In general, when writing most essays, one should use present tense, using past tense if referring to events of the past or an author's ideas in an historical context. An exception to these rules is the narrative essay, in which the writer can choose past or present tense, but the essay should still remain consistent in tense throughout.
In secondary education and beyond, most essays that you write will ask you to analyze some aspect of literature. So, for example, your teacher may ask you to analyze the theme of a piece of literature or may ask you to discuss how the author's word choice contributes to the tone of a poem. In these essays, you should use what is referred to as the "literary present." This means that even if the story is written in past tense, you write about it in present tense.
That said, there are some exceptions to this rule. (It's English, after all, and there seems to be an exception for every rule, right?) If you are writing about action that occurred prior to the beginning of the story's plot (say, the death of Scout's mother in To Kill a Mockingbird), you'll write about that in past tense.
You'll also have to use some verbs in past tense for clarity.
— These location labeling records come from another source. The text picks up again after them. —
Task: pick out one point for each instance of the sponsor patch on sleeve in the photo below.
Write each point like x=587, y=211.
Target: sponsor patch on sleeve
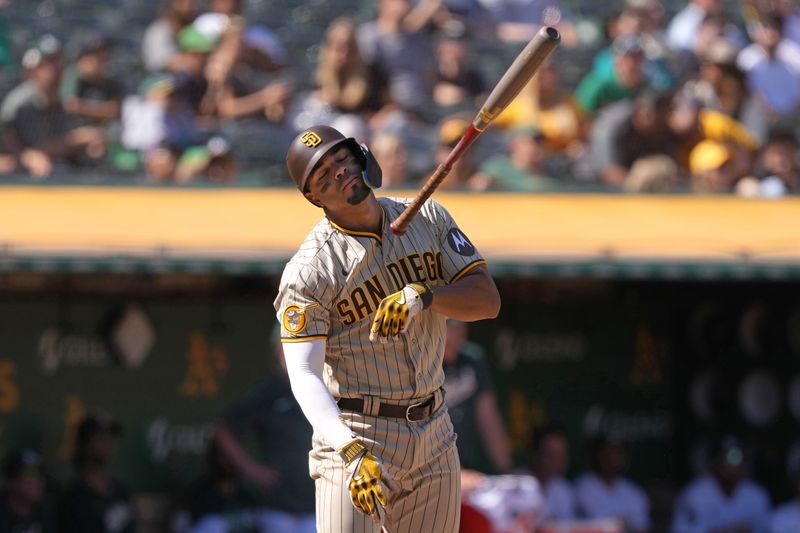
x=294, y=318
x=459, y=242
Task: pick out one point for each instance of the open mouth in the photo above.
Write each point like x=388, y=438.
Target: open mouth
x=351, y=181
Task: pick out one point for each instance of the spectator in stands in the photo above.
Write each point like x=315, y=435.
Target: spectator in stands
x=626, y=131
x=653, y=174
x=217, y=502
x=23, y=506
x=606, y=493
x=777, y=168
x=270, y=419
x=160, y=123
x=36, y=127
x=391, y=153
x=790, y=11
x=212, y=162
x=723, y=499
x=6, y=51
x=631, y=21
x=482, y=439
x=544, y=104
x=96, y=502
x=261, y=48
x=780, y=158
x=623, y=82
x=449, y=131
x=458, y=85
x=345, y=84
x=160, y=50
x=549, y=462
x=772, y=65
x=713, y=167
x=786, y=517
x=720, y=85
x=684, y=27
x=520, y=169
x=217, y=89
x=87, y=89
x=691, y=123
x=397, y=42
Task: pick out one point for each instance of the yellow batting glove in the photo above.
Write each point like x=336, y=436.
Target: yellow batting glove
x=396, y=310
x=368, y=482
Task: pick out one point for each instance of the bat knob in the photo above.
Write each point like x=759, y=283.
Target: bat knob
x=396, y=230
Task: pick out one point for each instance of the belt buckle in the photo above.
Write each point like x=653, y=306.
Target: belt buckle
x=427, y=401
x=410, y=407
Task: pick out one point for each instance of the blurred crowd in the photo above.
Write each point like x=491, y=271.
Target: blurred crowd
x=256, y=480
x=700, y=96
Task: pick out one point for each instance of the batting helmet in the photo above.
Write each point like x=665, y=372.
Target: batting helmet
x=311, y=144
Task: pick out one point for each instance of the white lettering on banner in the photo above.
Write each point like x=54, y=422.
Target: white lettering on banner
x=165, y=438
x=513, y=347
x=631, y=426
x=57, y=349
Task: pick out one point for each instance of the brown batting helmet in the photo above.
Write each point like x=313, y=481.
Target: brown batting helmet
x=311, y=144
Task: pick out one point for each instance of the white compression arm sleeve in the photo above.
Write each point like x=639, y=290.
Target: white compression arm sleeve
x=304, y=363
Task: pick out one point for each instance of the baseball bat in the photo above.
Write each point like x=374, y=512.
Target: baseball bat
x=521, y=70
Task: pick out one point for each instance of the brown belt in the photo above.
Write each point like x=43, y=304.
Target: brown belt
x=413, y=412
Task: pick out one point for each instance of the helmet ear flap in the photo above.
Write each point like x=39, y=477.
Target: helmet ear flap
x=372, y=174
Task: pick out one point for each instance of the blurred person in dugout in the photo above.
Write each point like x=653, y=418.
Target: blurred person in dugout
x=36, y=128
x=265, y=437
x=605, y=492
x=96, y=502
x=482, y=442
x=544, y=104
x=549, y=462
x=23, y=504
x=723, y=498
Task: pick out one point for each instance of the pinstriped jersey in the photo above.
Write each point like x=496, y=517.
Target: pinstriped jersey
x=332, y=286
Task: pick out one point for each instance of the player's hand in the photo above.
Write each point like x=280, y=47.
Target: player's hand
x=369, y=482
x=396, y=310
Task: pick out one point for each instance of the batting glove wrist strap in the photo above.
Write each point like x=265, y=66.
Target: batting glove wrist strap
x=424, y=291
x=396, y=311
x=370, y=485
x=352, y=451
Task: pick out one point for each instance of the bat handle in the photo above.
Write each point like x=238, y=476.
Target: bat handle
x=401, y=223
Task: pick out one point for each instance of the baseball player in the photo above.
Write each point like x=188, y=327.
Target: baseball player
x=362, y=316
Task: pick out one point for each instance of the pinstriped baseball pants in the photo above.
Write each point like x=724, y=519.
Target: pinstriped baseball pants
x=422, y=458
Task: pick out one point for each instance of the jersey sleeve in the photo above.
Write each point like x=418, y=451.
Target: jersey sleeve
x=303, y=303
x=459, y=255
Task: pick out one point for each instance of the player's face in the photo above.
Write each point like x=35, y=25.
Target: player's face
x=337, y=181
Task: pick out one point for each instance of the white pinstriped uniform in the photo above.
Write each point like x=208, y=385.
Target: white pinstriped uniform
x=330, y=290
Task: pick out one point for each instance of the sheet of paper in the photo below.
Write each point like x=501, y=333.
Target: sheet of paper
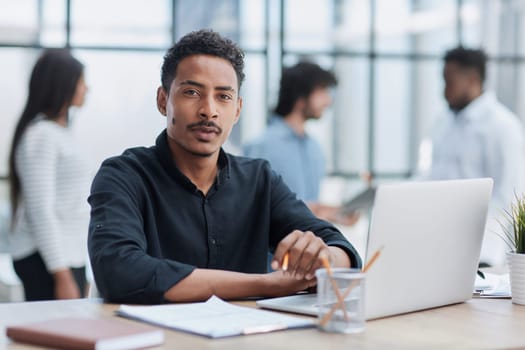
x=214, y=318
x=493, y=285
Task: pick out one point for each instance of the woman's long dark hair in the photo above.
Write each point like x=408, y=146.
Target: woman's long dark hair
x=51, y=90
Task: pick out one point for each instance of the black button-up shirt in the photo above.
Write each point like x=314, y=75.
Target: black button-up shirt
x=151, y=226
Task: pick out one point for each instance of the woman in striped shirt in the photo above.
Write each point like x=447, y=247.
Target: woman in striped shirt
x=49, y=182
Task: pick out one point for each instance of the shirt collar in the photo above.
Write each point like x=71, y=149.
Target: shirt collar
x=165, y=157
x=473, y=110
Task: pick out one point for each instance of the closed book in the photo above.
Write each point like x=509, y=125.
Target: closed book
x=86, y=333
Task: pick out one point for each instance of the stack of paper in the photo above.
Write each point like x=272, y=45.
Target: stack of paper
x=214, y=318
x=492, y=286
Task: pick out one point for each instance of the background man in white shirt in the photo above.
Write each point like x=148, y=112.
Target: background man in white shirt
x=478, y=137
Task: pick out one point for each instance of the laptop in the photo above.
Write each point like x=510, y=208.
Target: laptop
x=431, y=233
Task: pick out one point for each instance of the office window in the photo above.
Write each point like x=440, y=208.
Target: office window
x=352, y=25
x=19, y=22
x=392, y=123
x=308, y=25
x=387, y=55
x=52, y=32
x=120, y=109
x=15, y=71
x=121, y=23
x=394, y=25
x=221, y=15
x=351, y=122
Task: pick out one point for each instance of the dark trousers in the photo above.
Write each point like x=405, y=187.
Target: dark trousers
x=38, y=282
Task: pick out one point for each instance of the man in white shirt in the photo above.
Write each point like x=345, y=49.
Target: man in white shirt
x=478, y=137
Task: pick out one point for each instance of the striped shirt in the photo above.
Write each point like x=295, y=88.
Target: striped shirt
x=53, y=212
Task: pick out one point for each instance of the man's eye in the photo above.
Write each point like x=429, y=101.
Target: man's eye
x=191, y=92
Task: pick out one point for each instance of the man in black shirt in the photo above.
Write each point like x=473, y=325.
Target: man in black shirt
x=183, y=220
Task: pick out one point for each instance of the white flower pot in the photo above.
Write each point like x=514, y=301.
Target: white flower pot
x=517, y=277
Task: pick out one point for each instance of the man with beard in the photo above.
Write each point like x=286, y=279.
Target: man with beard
x=183, y=220
x=304, y=94
x=478, y=137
You may, for instance, write, "Scout realizes that Boo had protected her from Bob Ewell." It would be confusing and inaccurate to write, "Scout realizes that Boo protects her from Bob Ewell."
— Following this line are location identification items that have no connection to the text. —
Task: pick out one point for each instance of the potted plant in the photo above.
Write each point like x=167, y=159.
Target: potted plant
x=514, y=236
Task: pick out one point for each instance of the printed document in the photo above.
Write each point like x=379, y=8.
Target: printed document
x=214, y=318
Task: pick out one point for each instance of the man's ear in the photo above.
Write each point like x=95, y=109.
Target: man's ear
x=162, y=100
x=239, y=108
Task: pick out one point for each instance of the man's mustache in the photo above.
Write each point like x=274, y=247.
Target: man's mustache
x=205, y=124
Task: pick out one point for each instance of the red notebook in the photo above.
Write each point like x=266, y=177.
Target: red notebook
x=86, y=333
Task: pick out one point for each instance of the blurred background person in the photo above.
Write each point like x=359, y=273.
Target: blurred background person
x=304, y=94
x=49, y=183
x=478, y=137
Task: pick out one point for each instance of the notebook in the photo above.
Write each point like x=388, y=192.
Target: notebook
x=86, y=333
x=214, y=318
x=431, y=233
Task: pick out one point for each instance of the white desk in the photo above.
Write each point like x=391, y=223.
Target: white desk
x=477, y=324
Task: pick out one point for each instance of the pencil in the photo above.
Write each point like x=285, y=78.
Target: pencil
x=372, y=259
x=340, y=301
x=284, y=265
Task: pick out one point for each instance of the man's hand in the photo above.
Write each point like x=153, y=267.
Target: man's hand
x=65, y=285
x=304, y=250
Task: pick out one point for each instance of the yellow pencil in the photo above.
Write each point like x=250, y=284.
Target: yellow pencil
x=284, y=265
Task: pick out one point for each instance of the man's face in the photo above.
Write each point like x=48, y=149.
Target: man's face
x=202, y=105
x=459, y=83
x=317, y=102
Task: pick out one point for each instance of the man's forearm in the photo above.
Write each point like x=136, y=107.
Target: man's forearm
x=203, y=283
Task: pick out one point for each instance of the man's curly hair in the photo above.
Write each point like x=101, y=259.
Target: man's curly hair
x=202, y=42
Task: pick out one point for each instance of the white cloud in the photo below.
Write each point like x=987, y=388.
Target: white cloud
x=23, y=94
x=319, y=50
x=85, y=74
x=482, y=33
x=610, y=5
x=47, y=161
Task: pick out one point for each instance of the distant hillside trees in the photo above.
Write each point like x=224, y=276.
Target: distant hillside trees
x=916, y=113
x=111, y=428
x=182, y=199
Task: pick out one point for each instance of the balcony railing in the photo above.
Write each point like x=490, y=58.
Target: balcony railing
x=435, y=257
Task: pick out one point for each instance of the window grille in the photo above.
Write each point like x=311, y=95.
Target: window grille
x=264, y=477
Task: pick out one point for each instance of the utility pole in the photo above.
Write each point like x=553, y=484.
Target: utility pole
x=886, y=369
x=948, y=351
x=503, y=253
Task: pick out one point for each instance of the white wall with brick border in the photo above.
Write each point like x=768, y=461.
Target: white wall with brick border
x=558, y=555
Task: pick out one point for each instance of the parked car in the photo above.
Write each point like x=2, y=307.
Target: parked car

Historical works are a different story. Since they describe real events that are complete, most writers use past tense to discuss those completed events. So, for example, you may write, "In an attempt to produce an heir, Henry VIII gave orders for Queen Anne to be beheaded." History is complete. Changing that verb to "gives" would be awkward and would imply that it has yet to happen.
When in doubt, stick with literary present—or ask your instructor. And whichever tense you choose, be sure to use it consistently throughout your paper.
check Approved by eNotes Editorial
This is a really good question, and it demonstrates your interest in writing the most effective essay possible; so I commend you for asking. The short answer is that it depends on the type of essay you will be writing. The general rule for all essays--and any other type of writing--is to pick a tense and stay consistent. Shifting verb tenses is one of the most distracting things for a reader to endure; write in one tense and change tenses only to indicate a shift in time or some dramatic purpose.
Narrative essays are a bit of an exception to the rule because they tell a story, and the nature of storytelling is to shift sometimes between the past, present, and future. Again the key to this is to start in one tense and use it consistently until you have a reason to shift in time.
The Purdue Online Writing Lab is an excellent tool for all kinds of grammar and writing issues, and these are their exact recommendations:
- Rely on past tense to narrate events and to refer to an author or an author's ideas as historical entities (biographical information about a historical figure or narration of developments in an author's ideas over time).
- Use present tense to state facts, to refer to perpetual or habitual actions, and to discuss your own ideas or those expressed by an author in a particular work. Also use present tense to describe action in a literary work, movie, or other fictional narrative. Occasionally, for dramatic effect, you may wish to narrate an event in present tense as though it were happening now. If you do, use present tense consistently throughout the narrative, making shifts only where appropriate.
- Future action may be expressed in a variety of ways, including the use of will, shall, is going to, are about to, tomorrow and other adverbs of time, and a wide range of contextual cues.
For most descriptive, argumentative, and expository (informative) essays (which covers nearly every possibility), use present tense throughout, changing only when it is appropriate for effect or to enhance meaning. Happy writing!